Tuesday, February 16, 2010

Day 3 - Snowed In


Today was not as an eventful day as my daily routine. Mother nature had another agenda for me today. Snow, snow, and more snow!! All of this snow has put a pause on almost everything in my life. I missed three days of work last week because I work for a school and I missed one day of classes last week. Today I missed yet another day of classes and work, because of the snow. Having all of this free time sitting at my house is like God begging me to do some soul searching.

It is those moments when you are truly alone with yourself that you are forced to get to know yourself. And hopefully you like it. Well today I had some free time to read a book a friend of mine let me borrow called The Shack. If you have not read it, it is a novel about this man, Mack who goes camping with his family and the family vacation suddenly takes a tragic twist. His daughter goes missing only for him to find out that she was murdered in a secluded shack in the woods. As a Christian, Mack struggles with understanding how his so called "God" could allow such a painful and horrendous thing happen to his daughter, him, and his family. The novel goes on to be Mack's journey finding God in this mess, specifically back at The Shack.

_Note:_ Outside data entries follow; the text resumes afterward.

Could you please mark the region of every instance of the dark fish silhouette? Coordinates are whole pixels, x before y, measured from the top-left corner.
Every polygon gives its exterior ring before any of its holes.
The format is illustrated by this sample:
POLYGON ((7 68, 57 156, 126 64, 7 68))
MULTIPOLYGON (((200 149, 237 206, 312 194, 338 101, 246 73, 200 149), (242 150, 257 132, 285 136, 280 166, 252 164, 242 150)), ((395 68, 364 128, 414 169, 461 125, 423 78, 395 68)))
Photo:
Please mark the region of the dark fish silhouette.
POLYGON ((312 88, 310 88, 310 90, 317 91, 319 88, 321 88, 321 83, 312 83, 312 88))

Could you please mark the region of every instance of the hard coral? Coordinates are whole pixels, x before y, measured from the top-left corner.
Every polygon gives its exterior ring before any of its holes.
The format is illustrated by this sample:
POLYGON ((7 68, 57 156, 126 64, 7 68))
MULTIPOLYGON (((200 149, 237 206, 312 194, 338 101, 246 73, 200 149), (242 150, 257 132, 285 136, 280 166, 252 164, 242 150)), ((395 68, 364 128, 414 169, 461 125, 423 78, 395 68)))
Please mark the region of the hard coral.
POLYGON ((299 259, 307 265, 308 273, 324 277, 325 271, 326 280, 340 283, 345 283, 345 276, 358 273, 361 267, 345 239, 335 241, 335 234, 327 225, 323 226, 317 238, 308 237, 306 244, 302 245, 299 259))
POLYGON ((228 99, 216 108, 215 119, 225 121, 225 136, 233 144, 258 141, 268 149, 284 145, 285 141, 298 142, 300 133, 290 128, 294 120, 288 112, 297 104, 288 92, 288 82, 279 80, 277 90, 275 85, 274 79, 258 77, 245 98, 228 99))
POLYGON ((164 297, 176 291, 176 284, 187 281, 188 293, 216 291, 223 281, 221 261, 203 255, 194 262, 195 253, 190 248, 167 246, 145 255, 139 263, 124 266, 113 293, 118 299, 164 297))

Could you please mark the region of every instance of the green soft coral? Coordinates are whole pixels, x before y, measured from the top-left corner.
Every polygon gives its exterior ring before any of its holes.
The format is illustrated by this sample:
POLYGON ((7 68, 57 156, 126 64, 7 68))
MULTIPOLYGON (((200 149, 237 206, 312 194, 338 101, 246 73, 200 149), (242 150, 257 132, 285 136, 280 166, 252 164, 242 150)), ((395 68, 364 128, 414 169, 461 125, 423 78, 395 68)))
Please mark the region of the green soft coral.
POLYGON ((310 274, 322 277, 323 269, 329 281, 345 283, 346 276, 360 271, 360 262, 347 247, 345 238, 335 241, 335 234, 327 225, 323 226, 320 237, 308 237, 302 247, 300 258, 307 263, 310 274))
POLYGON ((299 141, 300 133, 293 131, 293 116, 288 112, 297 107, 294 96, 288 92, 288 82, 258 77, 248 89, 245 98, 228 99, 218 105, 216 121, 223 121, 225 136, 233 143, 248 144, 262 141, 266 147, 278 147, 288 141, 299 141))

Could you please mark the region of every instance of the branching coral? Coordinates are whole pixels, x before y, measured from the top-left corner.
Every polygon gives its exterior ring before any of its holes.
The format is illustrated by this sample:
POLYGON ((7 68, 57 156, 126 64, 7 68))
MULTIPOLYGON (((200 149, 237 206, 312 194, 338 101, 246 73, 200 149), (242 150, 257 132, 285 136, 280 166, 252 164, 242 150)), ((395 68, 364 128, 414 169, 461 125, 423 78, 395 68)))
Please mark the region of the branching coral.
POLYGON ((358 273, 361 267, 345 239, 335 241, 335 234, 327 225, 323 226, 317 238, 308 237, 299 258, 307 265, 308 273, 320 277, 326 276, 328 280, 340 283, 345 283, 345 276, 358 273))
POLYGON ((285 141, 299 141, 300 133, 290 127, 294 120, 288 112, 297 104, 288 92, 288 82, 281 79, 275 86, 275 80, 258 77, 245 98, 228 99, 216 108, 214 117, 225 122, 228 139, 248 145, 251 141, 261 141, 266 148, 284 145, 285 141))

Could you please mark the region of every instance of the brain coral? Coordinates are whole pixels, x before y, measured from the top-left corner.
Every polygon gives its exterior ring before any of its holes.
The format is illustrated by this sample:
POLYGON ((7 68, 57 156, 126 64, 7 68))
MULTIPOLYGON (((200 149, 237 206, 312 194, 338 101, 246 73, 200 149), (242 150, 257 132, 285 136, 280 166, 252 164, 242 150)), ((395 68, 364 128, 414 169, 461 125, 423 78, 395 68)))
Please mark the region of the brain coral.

The part of the book that I just read about today was when Mack meets another character in the book that represents Jesus out at The Shack. Mack and Jesus go on a walk together and Jesus bluntly asks Mack to walk on the water with him. But Mack is really hesitant and afraid to attempt walking on the water. As I'm reading the book, my mind is screaming at Mack to walk on the water with Jesus! I imagined myself there with Jesus asking me to walk on the water with Him and what an amazing experience that would be to WALK ON WATER! I thought who in their right mind would not want to have the chance to walk on water with Jesus?

As I thought about the meaning of this passage in this novel more, I thought this is about more than just walking on water; it is about trusting God. I changed the context to my life. I imagined me standing there with God (or Jesus) with my future all hazy and unclear before the both of us. Then God holds out His hand to me and asks me to trust Him and follow the path of my future He has laid out for me; to do what he has called me to do. And in my heart I know I am afraid. I have no justifiable reason to be afraid. What am I afraid of? What do I have to lose? I know in my heart that if I follow God's plan, I will be rewarded more than I can imagine. But I also know that I would have to give up worldly desires such as being rich, powerful, or famous and taking the chance of getting hurt. And believe me I know that I do not want to trade in the love that God has for me for money. It is so hard for me to describe in words what God's love is like to convince others that it is much more rewarding than any materialistic thing. How about this: Can you go to your bank account and ask it advice on how to handle your relationships?; Can you go to your paycheck to ask for forgiveness for hurting others in your life?; Can you go to your stocks and tell them all that you have done wrong and suffered from and they love you unconditionally no matter how many times you mess up? When put in this sort of analogy, it is so easy to see the answers. And believe me I know the journey of faith is not that easy. The desire to earn a lot of money to compete with others who own nice shoes, clothes, houses, and go on fancy vacations consumes me too. And that is why it is so hard for me like many others to trust that God will provide for me. Then I think "If I can't trust God, then who can I trust?" God knows everything, created everything, and wants good for me. There is nothing else like that in this world that I can trust.

God found me today in my Shack all snowed in, and I discovered in my soul that God is still calling me to trust Him with my future.